Penso que enrubescemos por diversos motivos, inclusive por raiva. Mas o que quero observar aqui é a capacidade do homem ruborizar pela vergonha, pelo constrangimento. Corar o rosto por ter sido pego em uma mentirinha, em ter um segredo, antes guardado a sete chaves, repentinamente revelado, uma fala de um interlocutor que tenha afetado sua noção de pudor…e é exatamente ai aonde quero chegar, no pudor.
Pudor, sentimento de vergonha, timidez, mal-estar por algo que fere a decência, a modéstia, a inocência…mas também um alerta contra a naturalidade de exibir certas partes do corpo, se expor…o pudor, portanto, varia de cultura para cultura, de criação para criação, porém, há, e sempre há, um senso comum sobre tudo isso, independente do momento em que se vive. “Cobrir as partes”, como os antigos diziam, remonta à Adão e Eva, o Paraíso, o Pecado Original e toda essa parafernália religiosa, que, amiúde, precisamos para viver em sociedade, em qualquer sociedade, com o risco de não haver sociedade, algo como, salva as devidas proporções, o código de Hamurabi, polêmico, mas necessário.
Nestes nossos tempos “líquidos”, como dizia Zygmunt Bauman, cada vez mais vejo menos pessoas ruborizando, se envergonhando por suas atitudes e menos ainda pela atitude de outrem, sim, porque há, ou havia, quem sentisse vergonha pelos outros, na falta do rubor deles.
Há quem diga que “nossa ética é outra agora”. Não. A ética é a mesma e a tendência é que seja universal e atemporal. Nossa moral sim, está mudando, ficando despudorada, desavergonhada, e se a ética tem alguma culpa no cartório é de não estar julgando a moral como deveria. Na negligência da ética, a moral se afunda na permissividade irresponsável.
Para que o pudor floresça precisa ser regado com respeito ao outro e a si, adubado com dignidade, podado com justiça e mantido à sombra de uma boa ética.

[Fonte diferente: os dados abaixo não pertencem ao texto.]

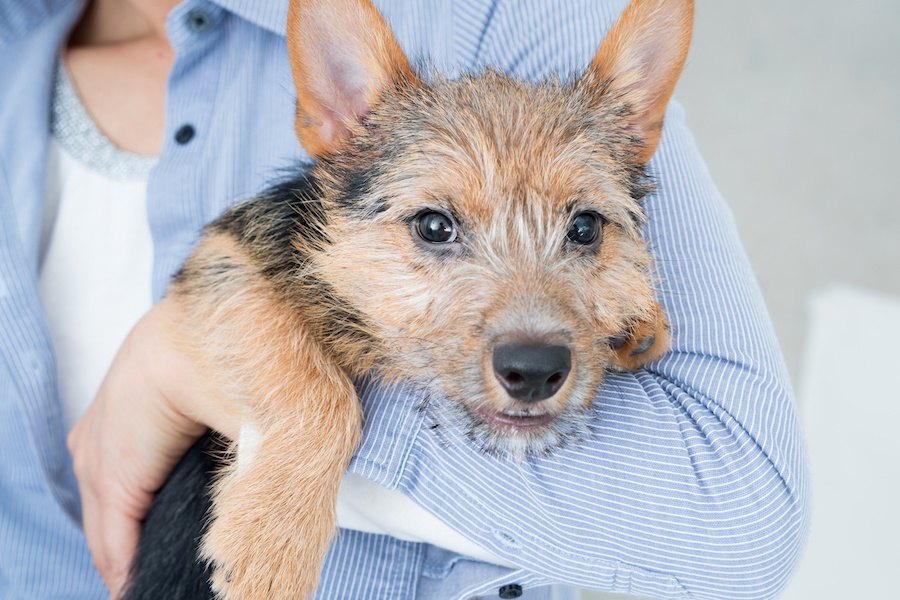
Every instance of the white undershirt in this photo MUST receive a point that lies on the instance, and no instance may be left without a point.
(96, 265)
(95, 274)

Valores e princípios éticos-morais serão os frutos dessa árvore.
Uma sociedade que não ruboriza, robotiza os sentimentos das pessoas para consigo e com os outros, o preço é a desumanização, a coisificação do ser humano, o homem tornado um animal como todos os outros. Perdemos o que nos distingue dos macacos e dos leões. Quem não ruboriza, não se envergonha da própria estupidez, não se revolta ante injustiças, não se arrepende de más atitudes, não reconhece seus erros, não muda, não cresce como pessoa.

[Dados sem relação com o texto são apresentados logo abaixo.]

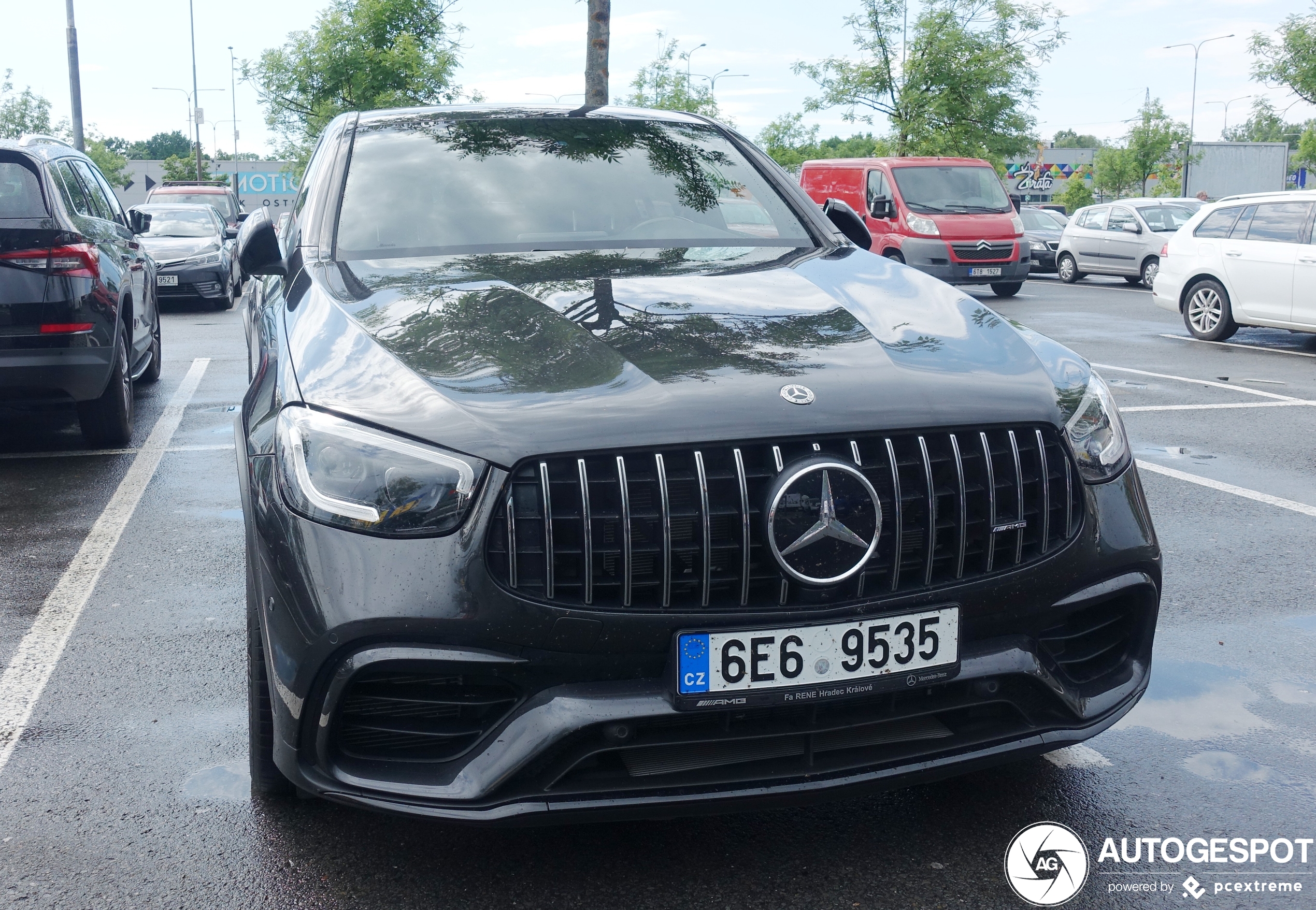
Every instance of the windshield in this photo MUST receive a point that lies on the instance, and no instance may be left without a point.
(953, 189)
(431, 186)
(1035, 220)
(219, 200)
(1165, 218)
(181, 223)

No documentário não falaram sobre o arrepiar. Acho pertinente. Os animais se arrepiam, Ato reflexo pelo sentimento de dor, raiva, sensação de frio. O ser humano também eriça os pelos por estes e por outros motivos que não o dos demais animais. Por medo, mas também por orgulho, diante do Hino Nacional ao hasteamento da Bandeira, por emoção, ao se deparar com a justiça prevalecendo sobre a injustiça, pelo despertar do amor em um beijo, por puro desejo.
Ruborizar e se arrepiar, portanto, pode entrar na singular lista do que nos difere dos outros animais. Sejamos humanos, nos importemos mais conosco e com os outros, nos emocionemos mais conosco e com os outros. Essa pode não ser a moral que temos, mas pode continuar sendo a ética que almejamos.